Why are APIs important for your business?

APIs (Application Programming Interfaces) have been an essential part of software development since the earliest days of data processing. However, the advent of distributed systems, the Internet, and digitalization of business processes has seen the importance of APIs increase dramatically.

On this page, we provide a short background story on APIs and explain how they are used in integration. What are they and why do they matter to your business and your IT architecture? We also go through some of the API integration tools available in iCore Integration Suite.

What is API integration?

API integration is the process of integrating various applications and IT systems via APIs (Application Programming Interfaces). An API can be described as a messenger service that allows two applications to talk to each other. Most enterprise IT systems today (for example ERP, CRM and PLM systems) provide an API which exposes the functionality of the system and facilitates communication and sharing of data with internal as well as external applications.

Since APIs act as an information intermediary, they also provide an additional layer of security, since the two communicating parties are never fully exposed to each other.

APIs are becoming an increasingly valuable resource, and many companies, such as Google and Amazon, make a lot of money on their API services.

Web APIs – integration via the Internet

A Web API is an API that can be accessed both publicly over the Internet, or privately on local networks. They are easy to use and can be “consumed” by almost any kind of application. When people are talking about APIs these days, they are most often referring to Web APIs that use REST technology combined with the HTTP and HTTPS protocols.
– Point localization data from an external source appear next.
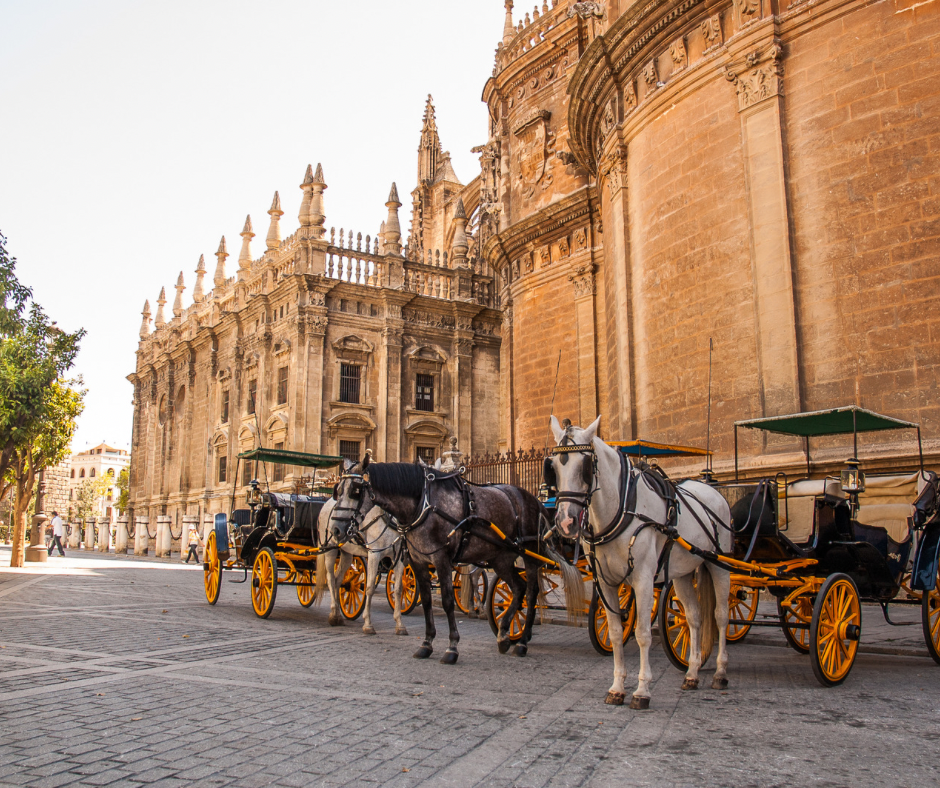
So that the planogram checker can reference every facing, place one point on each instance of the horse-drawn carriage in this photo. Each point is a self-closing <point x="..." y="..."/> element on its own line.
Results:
<point x="275" y="539"/>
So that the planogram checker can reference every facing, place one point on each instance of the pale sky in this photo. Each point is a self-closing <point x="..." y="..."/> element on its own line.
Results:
<point x="135" y="133"/>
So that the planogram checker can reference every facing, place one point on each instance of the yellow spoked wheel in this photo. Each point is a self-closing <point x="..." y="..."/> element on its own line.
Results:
<point x="478" y="593"/>
<point x="742" y="606"/>
<point x="306" y="593"/>
<point x="409" y="590"/>
<point x="264" y="582"/>
<point x="835" y="631"/>
<point x="212" y="570"/>
<point x="497" y="603"/>
<point x="799" y="611"/>
<point x="597" y="615"/>
<point x="674" y="630"/>
<point x="352" y="591"/>
<point x="930" y="605"/>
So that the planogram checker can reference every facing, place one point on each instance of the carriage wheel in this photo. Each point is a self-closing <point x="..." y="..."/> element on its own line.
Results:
<point x="497" y="602"/>
<point x="481" y="585"/>
<point x="597" y="615"/>
<point x="835" y="631"/>
<point x="212" y="571"/>
<point x="264" y="582"/>
<point x="930" y="605"/>
<point x="306" y="593"/>
<point x="742" y="605"/>
<point x="352" y="591"/>
<point x="799" y="612"/>
<point x="674" y="629"/>
<point x="409" y="590"/>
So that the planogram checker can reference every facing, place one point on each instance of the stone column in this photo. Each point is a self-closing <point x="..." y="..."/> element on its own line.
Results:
<point x="120" y="536"/>
<point x="164" y="537"/>
<point x="141" y="536"/>
<point x="759" y="84"/>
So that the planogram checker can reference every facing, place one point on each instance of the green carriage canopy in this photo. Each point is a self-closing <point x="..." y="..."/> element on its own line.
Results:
<point x="284" y="457"/>
<point x="838" y="421"/>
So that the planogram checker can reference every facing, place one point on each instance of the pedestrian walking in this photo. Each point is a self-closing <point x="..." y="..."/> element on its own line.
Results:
<point x="58" y="533"/>
<point x="193" y="544"/>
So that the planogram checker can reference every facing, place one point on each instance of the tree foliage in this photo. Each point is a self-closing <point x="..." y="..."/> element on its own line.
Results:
<point x="38" y="407"/>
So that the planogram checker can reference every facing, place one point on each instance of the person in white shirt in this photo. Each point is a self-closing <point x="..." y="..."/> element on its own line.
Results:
<point x="58" y="533"/>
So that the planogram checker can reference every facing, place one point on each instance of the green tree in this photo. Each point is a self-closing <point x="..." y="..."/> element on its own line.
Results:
<point x="123" y="485"/>
<point x="38" y="407"/>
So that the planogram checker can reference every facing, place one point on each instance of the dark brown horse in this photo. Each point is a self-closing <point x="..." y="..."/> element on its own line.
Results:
<point x="445" y="521"/>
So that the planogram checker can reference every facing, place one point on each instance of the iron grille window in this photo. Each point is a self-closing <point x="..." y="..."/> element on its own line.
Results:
<point x="282" y="386"/>
<point x="278" y="475"/>
<point x="427" y="454"/>
<point x="349" y="383"/>
<point x="252" y="395"/>
<point x="349" y="450"/>
<point x="424" y="392"/>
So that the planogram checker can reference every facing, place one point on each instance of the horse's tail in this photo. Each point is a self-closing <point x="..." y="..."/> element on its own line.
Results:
<point x="574" y="587"/>
<point x="706" y="605"/>
<point x="320" y="588"/>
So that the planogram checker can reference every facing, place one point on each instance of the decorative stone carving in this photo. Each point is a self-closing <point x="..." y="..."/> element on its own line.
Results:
<point x="761" y="79"/>
<point x="711" y="32"/>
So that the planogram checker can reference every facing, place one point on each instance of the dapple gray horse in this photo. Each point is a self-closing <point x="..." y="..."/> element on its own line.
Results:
<point x="627" y="546"/>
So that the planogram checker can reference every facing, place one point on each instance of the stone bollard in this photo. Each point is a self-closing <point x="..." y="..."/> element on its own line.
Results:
<point x="141" y="537"/>
<point x="164" y="536"/>
<point x="120" y="536"/>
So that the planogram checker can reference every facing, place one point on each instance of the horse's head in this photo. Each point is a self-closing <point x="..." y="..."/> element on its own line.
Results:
<point x="351" y="494"/>
<point x="571" y="470"/>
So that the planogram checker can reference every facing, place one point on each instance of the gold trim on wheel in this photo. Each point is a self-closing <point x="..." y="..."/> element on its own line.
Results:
<point x="835" y="631"/>
<point x="212" y="573"/>
<point x="264" y="582"/>
<point x="352" y="590"/>
<point x="306" y="593"/>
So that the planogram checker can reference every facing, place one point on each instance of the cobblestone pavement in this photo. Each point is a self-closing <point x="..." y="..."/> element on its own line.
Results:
<point x="117" y="672"/>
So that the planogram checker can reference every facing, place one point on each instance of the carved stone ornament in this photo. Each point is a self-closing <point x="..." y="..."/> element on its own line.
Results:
<point x="761" y="79"/>
<point x="586" y="10"/>
<point x="711" y="32"/>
In the past, integration platforms were designed for an “on-premise” infrastructure, with limited capability to connect with applications beyond the firewall. With the rapid increase of applications based in the cloud, Web APIs are quickly becoming the standard. However, since many companies still use systems and applications based in their own infrastructure, a modern integration platform needs to support a wide range of technologies and deployment options.
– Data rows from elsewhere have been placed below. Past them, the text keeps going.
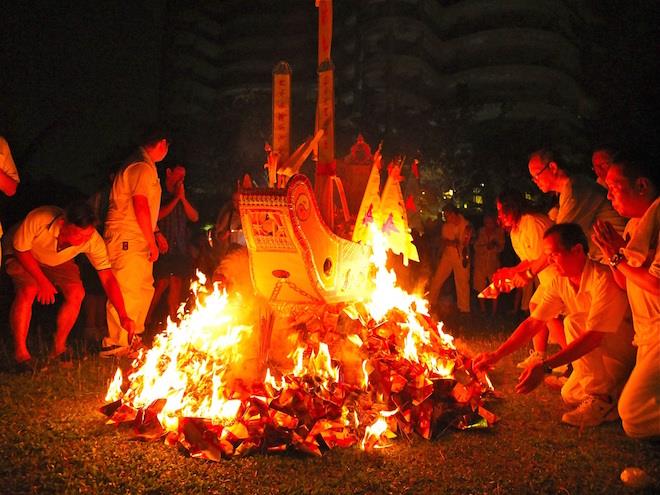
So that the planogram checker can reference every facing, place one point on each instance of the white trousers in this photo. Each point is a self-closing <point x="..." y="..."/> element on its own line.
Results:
<point x="639" y="404"/>
<point x="134" y="272"/>
<point x="451" y="262"/>
<point x="596" y="373"/>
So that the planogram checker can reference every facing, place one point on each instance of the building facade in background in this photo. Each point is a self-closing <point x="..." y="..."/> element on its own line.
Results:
<point x="469" y="86"/>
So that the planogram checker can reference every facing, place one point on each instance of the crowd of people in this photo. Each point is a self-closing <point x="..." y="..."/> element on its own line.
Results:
<point x="590" y="278"/>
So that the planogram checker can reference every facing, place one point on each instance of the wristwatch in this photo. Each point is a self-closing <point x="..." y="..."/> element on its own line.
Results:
<point x="616" y="258"/>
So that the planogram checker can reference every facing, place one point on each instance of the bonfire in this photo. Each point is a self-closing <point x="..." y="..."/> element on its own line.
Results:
<point x="395" y="373"/>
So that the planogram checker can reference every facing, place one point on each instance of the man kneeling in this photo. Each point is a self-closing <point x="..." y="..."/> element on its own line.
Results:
<point x="598" y="331"/>
<point x="40" y="258"/>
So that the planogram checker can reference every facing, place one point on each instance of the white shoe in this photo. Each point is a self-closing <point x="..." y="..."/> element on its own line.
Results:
<point x="114" y="351"/>
<point x="592" y="411"/>
<point x="555" y="382"/>
<point x="560" y="370"/>
<point x="533" y="357"/>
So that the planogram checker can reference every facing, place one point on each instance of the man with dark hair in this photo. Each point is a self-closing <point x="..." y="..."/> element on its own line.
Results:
<point x="455" y="243"/>
<point x="526" y="229"/>
<point x="601" y="159"/>
<point x="132" y="238"/>
<point x="581" y="200"/>
<point x="598" y="333"/>
<point x="174" y="269"/>
<point x="635" y="264"/>
<point x="39" y="259"/>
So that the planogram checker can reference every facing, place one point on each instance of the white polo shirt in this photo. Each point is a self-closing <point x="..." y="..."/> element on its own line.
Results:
<point x="38" y="233"/>
<point x="527" y="241"/>
<point x="598" y="305"/>
<point x="139" y="177"/>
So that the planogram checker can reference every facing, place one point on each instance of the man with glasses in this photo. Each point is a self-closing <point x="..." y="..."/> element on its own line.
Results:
<point x="132" y="238"/>
<point x="635" y="263"/>
<point x="581" y="200"/>
<point x="598" y="331"/>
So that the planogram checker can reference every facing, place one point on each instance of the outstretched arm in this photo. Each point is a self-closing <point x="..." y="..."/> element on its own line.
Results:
<point x="533" y="375"/>
<point x="525" y="331"/>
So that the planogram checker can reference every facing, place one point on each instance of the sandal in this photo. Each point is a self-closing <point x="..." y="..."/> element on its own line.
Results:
<point x="24" y="367"/>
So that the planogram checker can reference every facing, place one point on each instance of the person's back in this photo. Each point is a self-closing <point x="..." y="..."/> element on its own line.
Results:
<point x="138" y="174"/>
<point x="583" y="202"/>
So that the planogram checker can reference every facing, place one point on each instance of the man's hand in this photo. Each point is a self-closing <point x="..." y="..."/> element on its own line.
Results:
<point x="502" y="278"/>
<point x="607" y="239"/>
<point x="128" y="325"/>
<point x="46" y="292"/>
<point x="179" y="190"/>
<point x="530" y="378"/>
<point x="161" y="243"/>
<point x="484" y="361"/>
<point x="153" y="252"/>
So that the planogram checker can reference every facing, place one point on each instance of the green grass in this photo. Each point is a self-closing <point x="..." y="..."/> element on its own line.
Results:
<point x="54" y="440"/>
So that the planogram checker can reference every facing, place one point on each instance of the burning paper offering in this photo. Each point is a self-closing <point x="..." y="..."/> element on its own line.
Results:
<point x="357" y="374"/>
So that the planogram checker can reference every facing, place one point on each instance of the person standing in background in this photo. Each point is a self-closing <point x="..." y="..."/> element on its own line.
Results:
<point x="8" y="174"/>
<point x="133" y="240"/>
<point x="487" y="248"/>
<point x="455" y="237"/>
<point x="174" y="268"/>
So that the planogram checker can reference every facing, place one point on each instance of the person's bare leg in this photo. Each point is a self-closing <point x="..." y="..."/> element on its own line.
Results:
<point x="540" y="341"/>
<point x="556" y="328"/>
<point x="159" y="289"/>
<point x="174" y="296"/>
<point x="20" y="315"/>
<point x="67" y="315"/>
<point x="517" y="299"/>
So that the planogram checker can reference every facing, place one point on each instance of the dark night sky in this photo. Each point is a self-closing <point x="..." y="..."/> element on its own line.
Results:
<point x="77" y="82"/>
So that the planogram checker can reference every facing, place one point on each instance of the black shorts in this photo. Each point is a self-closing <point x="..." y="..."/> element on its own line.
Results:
<point x="178" y="265"/>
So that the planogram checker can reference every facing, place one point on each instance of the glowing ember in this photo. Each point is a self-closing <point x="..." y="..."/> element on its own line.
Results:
<point x="196" y="381"/>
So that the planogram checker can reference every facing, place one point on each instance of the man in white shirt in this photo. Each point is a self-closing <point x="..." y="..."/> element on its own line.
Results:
<point x="635" y="264"/>
<point x="455" y="239"/>
<point x="132" y="238"/>
<point x="8" y="174"/>
<point x="581" y="200"/>
<point x="39" y="259"/>
<point x="598" y="333"/>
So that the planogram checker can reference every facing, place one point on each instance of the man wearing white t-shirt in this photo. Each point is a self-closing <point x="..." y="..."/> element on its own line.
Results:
<point x="635" y="264"/>
<point x="132" y="238"/>
<point x="598" y="334"/>
<point x="39" y="259"/>
<point x="581" y="200"/>
<point x="455" y="238"/>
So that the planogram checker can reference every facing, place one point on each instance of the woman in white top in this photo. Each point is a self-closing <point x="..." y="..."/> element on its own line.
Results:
<point x="526" y="229"/>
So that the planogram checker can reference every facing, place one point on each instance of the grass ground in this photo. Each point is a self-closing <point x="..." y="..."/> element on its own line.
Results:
<point x="54" y="440"/>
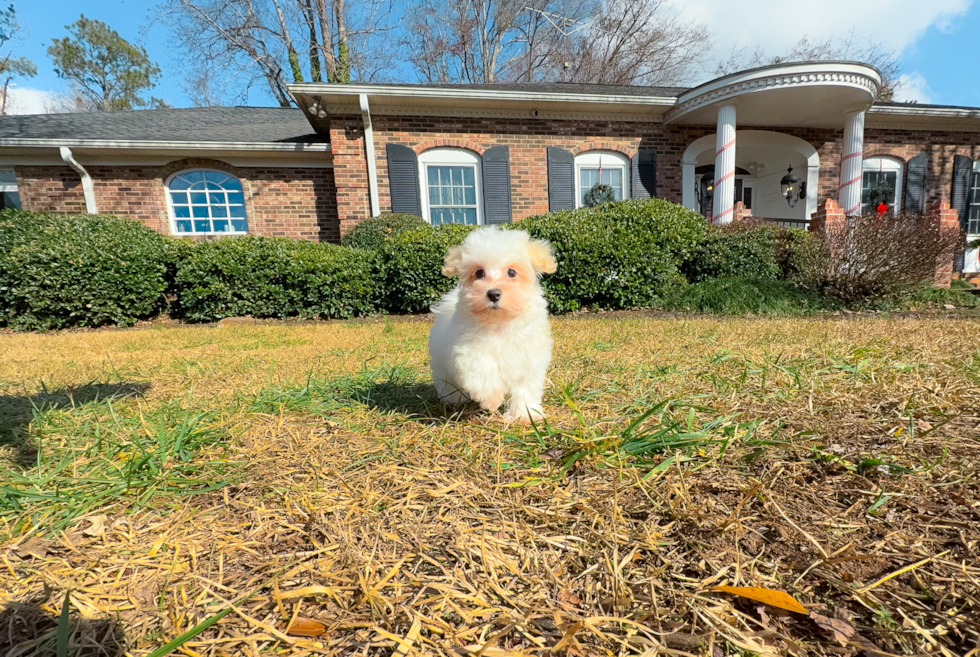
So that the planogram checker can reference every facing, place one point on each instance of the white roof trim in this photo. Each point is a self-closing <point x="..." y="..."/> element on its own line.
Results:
<point x="913" y="110"/>
<point x="473" y="94"/>
<point x="16" y="142"/>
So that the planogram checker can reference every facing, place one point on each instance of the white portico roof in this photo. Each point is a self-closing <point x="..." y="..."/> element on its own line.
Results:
<point x="817" y="95"/>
Our recommendations regarding Web APIs

At iCore, we have worked with integration for more than 20 years and have seen many different standards and technologies come and go. When it comes to integration with Web APIs (and adapting to new technology in general) we recommend that you:

  • Make sure your infrastructure can accommodate both on-premise legacy systems and web-based applications and/or cloud services. Many integration platforms today are only capable of handling integration via Web APIs which is a severely limiting factor.
  • Don’t “reinvent the wheel” – if you have legacy systems that work well, do not throw them out and replace them with the latest tech without careful consideration. Let your actual requirements and business needs inform your decision. Repackage and reuse your existing resources!
  • Event-driven messaging or API messaging? Keep your options open and decide which method to use on a case-by-case basis.


API messaging

A synchronous messaging process based on request/reply. Think of it as you walking over to a co-worker’s office and handing them a document directly. The delivery requires that the co-worker is there to receive the document in person. API messaging is suitable in scenarios where you request a piece of data in return, for example the shipment date of an ordered product. 

Event-based messaging

An asynchronous messaging process, which is analogous to you placing a document on your co-worker’s desk, not expecting or requiring a confirmation that the other person has received the document. For example, event-based messaging is suitable for sending out notifications to many recipients that do not require a response.
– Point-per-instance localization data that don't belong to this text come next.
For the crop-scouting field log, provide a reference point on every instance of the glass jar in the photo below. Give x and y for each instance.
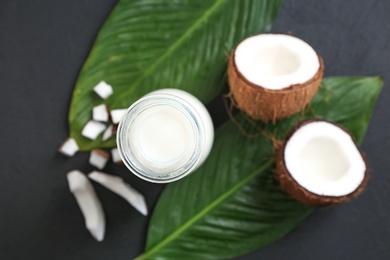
(165, 135)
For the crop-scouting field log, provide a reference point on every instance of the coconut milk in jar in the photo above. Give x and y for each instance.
(165, 135)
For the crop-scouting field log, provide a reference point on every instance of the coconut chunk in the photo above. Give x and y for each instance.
(273, 76)
(100, 113)
(320, 164)
(93, 129)
(99, 158)
(123, 189)
(116, 158)
(117, 114)
(89, 203)
(108, 133)
(69, 147)
(103, 89)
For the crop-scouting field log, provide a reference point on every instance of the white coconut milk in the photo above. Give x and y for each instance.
(165, 135)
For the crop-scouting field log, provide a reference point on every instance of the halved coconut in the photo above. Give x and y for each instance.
(273, 76)
(103, 89)
(320, 164)
(98, 158)
(89, 203)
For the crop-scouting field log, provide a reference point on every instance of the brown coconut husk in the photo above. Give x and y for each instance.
(289, 185)
(266, 104)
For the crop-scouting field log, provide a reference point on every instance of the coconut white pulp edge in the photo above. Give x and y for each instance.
(276, 61)
(323, 159)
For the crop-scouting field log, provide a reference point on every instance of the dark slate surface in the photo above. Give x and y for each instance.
(42, 47)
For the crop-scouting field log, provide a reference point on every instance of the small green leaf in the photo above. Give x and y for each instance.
(151, 44)
(232, 205)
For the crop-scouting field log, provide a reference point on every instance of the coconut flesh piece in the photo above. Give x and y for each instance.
(98, 158)
(103, 89)
(116, 115)
(118, 186)
(69, 147)
(100, 113)
(108, 133)
(93, 129)
(88, 202)
(116, 158)
(273, 76)
(324, 160)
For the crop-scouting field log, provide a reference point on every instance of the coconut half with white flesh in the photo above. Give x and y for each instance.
(273, 76)
(320, 164)
(89, 203)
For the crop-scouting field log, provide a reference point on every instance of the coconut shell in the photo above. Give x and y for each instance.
(267, 104)
(289, 185)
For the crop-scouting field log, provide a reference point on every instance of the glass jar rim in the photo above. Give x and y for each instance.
(152, 100)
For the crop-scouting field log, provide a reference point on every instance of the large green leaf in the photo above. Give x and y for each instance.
(232, 205)
(150, 44)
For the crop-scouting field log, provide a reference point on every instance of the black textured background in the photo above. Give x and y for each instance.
(42, 47)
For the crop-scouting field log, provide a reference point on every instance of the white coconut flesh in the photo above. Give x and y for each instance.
(323, 159)
(276, 61)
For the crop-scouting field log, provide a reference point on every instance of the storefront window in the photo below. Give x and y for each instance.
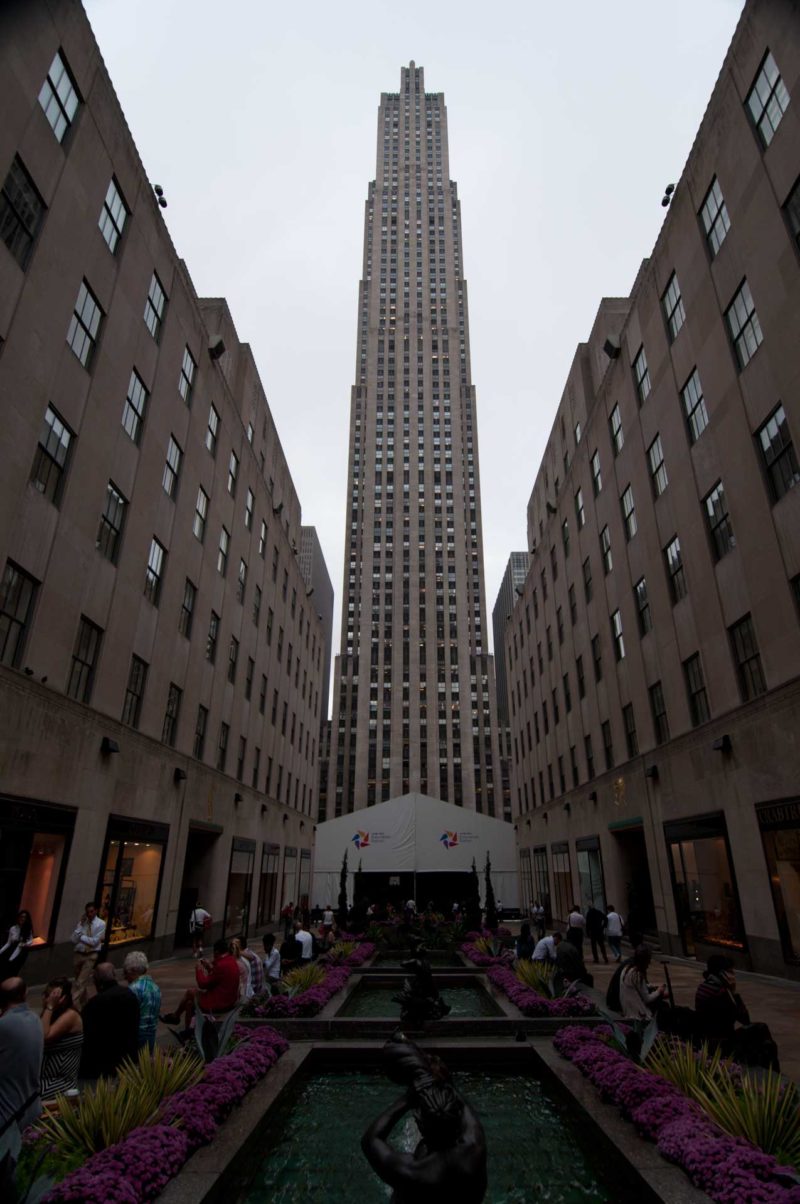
(703, 880)
(780, 825)
(240, 885)
(131, 878)
(268, 886)
(593, 892)
(562, 880)
(34, 847)
(541, 881)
  • Make a clear distinction between your API layers (experience / process / system). The point of API layers is to allow for different service levels based on the demands of your business. Not all API consumers are the same – data objects may need to be modified based on device type and the sophistication of the client that consumes the API, and security might need to be adapted to fit different scenarios (mobile, IoT, etc.). You will find that trying to integrate applications directly between system APIs will quickly become unmanageable, as the numbers of APIs grow and you discover new applications for your data.
  • Only use Web APIs in combination with some sort of authentication service (for example an identity server), so you can keep track of who makes calls to your API.

API integration tools in iCore Integration Suite

iCore Integration Suite contains several unique and powerful features and tools to support integration via Web APIs.

Publishing/hosting Web APIs

Use Web API editor included in iCore Integration Suite to quickly create new Web APIs.

  • Repackage your integrations with legacy systems as web services! Reuse an EDI connection with an existing business partner and “wrap” it with a Web API so that new partners can get access to the same service. This feature saves you a lot of time and money and makes your integration infrastructure much more flexible.
  • When creating an API, a definition of the API is generated according to OpenAPI (also known as Swagger), a definition that anyone who wants to call the API can base their calls on.
  • You can also import and store third-party .NET libraries which can be referenced from Web APIs and Workflows. Using Imported assemblies ensures that the executing component gets the correct version of the assembly. Also, it removes the need to manually deploy the assembly on machines where the system is run.

With the iCore Identity Server you can secure your APIs through the Oauth 2.0 authorization framework and handle keys, validity times, etc.

Consuming Web APIs

Use web service clients to consume web services based on REST and SOAP standards.

  • Automatically generate activities and schemas that can be used in other integration components (Adapterflows, Workflows and Scripts). For more information, see Design tools on iCore Tech.  
  • In iCIS, you can work with multiple versions of the same API.